See the CKAN Documentation for installation instructions.

Support

If you need help with CKAN or want to ask a question, use either the ckan-dev mailing list, the CKAN chat on Gitter, or the CKAN tag on Stack Overflow (try searching the Stack Overflow and ckan-dev archives for an answer to your question first).

If you've found a bug in CKAN, open a new issue on CKAN's GitHub Issues (try searching first to see if there's already an issue for your bug).

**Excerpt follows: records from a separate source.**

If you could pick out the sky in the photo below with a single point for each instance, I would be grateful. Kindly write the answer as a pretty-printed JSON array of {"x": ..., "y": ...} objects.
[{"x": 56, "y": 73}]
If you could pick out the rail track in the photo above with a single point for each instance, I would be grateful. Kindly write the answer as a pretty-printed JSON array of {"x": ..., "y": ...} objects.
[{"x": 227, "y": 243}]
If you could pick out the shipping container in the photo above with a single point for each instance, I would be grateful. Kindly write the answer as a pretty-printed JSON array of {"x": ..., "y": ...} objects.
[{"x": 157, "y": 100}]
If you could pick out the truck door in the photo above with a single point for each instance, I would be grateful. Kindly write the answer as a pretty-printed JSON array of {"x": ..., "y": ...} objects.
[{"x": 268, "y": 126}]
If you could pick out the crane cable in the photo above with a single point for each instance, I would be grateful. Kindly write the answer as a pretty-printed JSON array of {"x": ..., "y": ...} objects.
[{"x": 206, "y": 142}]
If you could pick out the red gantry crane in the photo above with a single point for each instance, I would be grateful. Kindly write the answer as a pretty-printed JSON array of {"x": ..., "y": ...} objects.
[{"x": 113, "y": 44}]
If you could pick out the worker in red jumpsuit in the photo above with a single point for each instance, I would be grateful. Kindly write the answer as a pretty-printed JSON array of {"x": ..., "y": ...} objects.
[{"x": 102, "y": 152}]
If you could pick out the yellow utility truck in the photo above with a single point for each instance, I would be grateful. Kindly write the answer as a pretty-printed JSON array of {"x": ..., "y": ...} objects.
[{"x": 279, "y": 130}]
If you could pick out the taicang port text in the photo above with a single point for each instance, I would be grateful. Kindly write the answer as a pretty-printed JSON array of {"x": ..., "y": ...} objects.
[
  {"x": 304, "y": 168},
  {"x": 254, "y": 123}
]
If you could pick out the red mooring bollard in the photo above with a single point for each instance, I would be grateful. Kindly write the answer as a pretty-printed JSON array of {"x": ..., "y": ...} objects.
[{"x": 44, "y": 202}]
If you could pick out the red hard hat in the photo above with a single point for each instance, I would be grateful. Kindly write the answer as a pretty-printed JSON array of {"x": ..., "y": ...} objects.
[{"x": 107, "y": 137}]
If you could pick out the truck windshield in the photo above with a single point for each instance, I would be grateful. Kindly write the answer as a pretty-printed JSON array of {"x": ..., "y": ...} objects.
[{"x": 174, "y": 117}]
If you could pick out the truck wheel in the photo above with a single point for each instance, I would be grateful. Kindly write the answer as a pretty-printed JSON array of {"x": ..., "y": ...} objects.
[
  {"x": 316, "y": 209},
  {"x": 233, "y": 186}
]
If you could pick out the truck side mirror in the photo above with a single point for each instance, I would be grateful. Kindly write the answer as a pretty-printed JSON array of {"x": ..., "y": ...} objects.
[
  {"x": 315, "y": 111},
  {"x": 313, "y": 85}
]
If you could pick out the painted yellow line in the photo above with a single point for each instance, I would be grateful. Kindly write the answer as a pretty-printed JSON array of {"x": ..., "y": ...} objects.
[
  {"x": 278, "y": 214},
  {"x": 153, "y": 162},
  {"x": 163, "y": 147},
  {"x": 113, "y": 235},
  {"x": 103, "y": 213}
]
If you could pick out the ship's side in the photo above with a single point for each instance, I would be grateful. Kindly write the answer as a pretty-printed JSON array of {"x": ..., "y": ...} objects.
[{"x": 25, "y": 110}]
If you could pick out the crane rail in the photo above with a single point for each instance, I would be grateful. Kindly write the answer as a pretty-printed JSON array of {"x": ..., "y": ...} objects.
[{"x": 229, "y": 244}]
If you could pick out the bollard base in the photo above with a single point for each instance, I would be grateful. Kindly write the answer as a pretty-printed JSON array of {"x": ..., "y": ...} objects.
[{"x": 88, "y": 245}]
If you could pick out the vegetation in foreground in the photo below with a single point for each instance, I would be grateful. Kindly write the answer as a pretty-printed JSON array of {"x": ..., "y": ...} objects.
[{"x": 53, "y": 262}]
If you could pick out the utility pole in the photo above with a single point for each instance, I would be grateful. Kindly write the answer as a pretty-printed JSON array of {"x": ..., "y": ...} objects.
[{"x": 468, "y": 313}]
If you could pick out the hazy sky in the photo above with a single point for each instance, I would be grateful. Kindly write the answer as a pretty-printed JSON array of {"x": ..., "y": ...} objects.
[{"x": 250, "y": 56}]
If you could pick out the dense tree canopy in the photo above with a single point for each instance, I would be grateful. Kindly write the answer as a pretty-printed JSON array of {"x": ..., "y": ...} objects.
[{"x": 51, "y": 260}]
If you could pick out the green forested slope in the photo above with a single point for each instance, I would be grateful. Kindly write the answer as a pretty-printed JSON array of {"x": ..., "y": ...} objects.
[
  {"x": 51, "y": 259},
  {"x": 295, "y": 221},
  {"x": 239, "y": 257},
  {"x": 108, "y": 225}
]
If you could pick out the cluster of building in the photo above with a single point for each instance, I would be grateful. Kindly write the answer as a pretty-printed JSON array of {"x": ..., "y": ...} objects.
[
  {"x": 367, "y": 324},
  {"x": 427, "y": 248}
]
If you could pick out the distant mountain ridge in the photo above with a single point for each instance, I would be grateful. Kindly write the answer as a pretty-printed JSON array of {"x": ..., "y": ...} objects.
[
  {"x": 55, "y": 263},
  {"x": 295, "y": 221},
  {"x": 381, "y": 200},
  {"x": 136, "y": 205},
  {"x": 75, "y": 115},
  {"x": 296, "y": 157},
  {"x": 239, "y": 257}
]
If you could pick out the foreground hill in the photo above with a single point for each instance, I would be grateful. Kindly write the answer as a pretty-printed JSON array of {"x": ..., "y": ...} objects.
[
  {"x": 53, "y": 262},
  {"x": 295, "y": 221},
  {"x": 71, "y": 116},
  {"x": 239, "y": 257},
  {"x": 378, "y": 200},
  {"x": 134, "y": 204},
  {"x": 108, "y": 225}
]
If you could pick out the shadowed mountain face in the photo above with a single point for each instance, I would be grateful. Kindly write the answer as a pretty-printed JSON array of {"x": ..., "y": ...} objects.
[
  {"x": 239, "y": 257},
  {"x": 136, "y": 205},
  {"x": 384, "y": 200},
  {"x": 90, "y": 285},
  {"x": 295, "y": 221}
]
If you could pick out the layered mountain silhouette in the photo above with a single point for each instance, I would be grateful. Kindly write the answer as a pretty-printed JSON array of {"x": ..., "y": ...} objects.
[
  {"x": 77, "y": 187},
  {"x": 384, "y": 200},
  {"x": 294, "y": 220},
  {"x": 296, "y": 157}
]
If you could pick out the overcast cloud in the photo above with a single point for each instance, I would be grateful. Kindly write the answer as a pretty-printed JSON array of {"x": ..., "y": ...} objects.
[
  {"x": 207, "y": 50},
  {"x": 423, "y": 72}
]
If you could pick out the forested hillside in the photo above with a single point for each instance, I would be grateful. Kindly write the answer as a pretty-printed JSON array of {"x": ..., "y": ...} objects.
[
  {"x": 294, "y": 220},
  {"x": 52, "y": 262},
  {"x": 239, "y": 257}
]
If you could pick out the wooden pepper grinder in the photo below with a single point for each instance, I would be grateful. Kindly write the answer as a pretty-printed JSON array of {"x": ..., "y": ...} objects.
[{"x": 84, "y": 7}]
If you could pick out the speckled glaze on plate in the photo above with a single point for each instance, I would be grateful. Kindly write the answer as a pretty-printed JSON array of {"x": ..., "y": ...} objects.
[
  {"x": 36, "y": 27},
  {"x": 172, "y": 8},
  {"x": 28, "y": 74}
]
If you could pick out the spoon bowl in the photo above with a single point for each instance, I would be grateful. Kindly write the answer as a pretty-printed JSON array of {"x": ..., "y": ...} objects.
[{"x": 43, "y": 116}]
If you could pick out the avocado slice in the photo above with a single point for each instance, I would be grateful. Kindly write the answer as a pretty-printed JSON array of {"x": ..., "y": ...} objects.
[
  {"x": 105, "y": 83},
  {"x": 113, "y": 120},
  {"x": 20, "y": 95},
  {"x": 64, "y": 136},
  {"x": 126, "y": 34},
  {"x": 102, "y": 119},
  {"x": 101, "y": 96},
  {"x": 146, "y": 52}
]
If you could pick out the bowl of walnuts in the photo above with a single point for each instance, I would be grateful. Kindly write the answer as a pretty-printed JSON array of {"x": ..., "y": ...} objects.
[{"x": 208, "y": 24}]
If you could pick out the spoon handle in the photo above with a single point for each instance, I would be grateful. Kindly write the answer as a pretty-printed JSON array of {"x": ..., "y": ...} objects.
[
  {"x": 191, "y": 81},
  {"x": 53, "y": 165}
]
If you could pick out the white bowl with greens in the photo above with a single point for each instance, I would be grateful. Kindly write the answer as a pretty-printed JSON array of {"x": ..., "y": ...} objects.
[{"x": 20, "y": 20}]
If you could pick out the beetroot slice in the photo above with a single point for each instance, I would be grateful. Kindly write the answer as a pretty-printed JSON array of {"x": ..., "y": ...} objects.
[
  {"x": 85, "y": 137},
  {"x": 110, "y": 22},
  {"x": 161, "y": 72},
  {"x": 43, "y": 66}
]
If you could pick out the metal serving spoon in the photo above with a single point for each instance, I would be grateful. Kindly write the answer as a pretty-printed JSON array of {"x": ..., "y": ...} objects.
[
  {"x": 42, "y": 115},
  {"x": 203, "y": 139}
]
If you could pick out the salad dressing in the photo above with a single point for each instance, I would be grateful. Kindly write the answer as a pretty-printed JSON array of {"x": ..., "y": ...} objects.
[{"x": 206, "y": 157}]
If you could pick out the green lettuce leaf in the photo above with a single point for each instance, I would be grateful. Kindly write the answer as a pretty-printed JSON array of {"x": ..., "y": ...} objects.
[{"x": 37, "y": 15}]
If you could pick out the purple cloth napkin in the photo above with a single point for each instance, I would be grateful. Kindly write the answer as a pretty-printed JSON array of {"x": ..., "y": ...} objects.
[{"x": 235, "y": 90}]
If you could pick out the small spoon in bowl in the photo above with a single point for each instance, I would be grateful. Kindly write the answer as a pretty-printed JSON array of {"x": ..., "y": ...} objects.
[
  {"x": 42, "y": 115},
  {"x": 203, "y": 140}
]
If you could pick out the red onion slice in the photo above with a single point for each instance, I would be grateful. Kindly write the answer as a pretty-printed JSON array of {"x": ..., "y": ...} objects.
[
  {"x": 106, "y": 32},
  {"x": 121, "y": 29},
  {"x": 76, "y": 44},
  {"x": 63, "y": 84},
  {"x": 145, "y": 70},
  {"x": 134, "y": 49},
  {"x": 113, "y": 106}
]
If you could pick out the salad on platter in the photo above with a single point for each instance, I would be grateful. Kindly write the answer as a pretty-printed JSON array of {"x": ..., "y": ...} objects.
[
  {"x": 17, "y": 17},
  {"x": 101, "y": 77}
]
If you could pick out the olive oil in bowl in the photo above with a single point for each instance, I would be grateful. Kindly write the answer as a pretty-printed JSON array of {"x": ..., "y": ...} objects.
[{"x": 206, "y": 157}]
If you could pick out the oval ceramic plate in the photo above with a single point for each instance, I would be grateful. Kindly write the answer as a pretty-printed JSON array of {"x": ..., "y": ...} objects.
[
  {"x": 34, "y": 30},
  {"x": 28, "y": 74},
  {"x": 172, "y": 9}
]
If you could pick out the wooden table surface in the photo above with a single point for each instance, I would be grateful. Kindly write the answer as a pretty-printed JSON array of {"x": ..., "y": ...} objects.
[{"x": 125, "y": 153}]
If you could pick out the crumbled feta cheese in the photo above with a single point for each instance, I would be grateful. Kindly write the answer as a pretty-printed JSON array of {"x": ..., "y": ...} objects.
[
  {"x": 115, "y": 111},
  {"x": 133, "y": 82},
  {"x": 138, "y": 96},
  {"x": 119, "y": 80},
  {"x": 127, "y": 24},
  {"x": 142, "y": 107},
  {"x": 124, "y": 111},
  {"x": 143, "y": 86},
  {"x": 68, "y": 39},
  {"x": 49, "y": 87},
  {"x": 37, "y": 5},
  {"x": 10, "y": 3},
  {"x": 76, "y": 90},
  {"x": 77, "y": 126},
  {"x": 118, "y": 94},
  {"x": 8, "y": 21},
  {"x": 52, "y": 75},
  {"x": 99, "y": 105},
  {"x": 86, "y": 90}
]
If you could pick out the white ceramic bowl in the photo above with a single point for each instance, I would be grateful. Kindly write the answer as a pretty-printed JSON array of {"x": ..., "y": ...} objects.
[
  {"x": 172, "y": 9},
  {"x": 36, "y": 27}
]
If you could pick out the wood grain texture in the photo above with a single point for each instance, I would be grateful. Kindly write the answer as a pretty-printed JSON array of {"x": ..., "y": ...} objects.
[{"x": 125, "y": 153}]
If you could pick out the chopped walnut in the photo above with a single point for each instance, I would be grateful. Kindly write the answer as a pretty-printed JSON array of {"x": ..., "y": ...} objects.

If you find a potential security vulnerability please email [email protected], rather than creating a public issue on GitHub.

Contributing to CKAN

For contributing to CKAN or its documentation, see CONTRIBUTING.

Mailing List

Subscribe to the ckan-dev mailing list to receive news about upcoming releases and future plans as well as questions and discussions about CKAN development, deployment, etc.

Community Chat

If you want to talk about CKAN development say hi to the CKAN developers and members of the CKAN community on the public CKAN chat on Gitter. Gitter is free and open-source; you can sign in with your GitHub, GitLab, or Twitter account.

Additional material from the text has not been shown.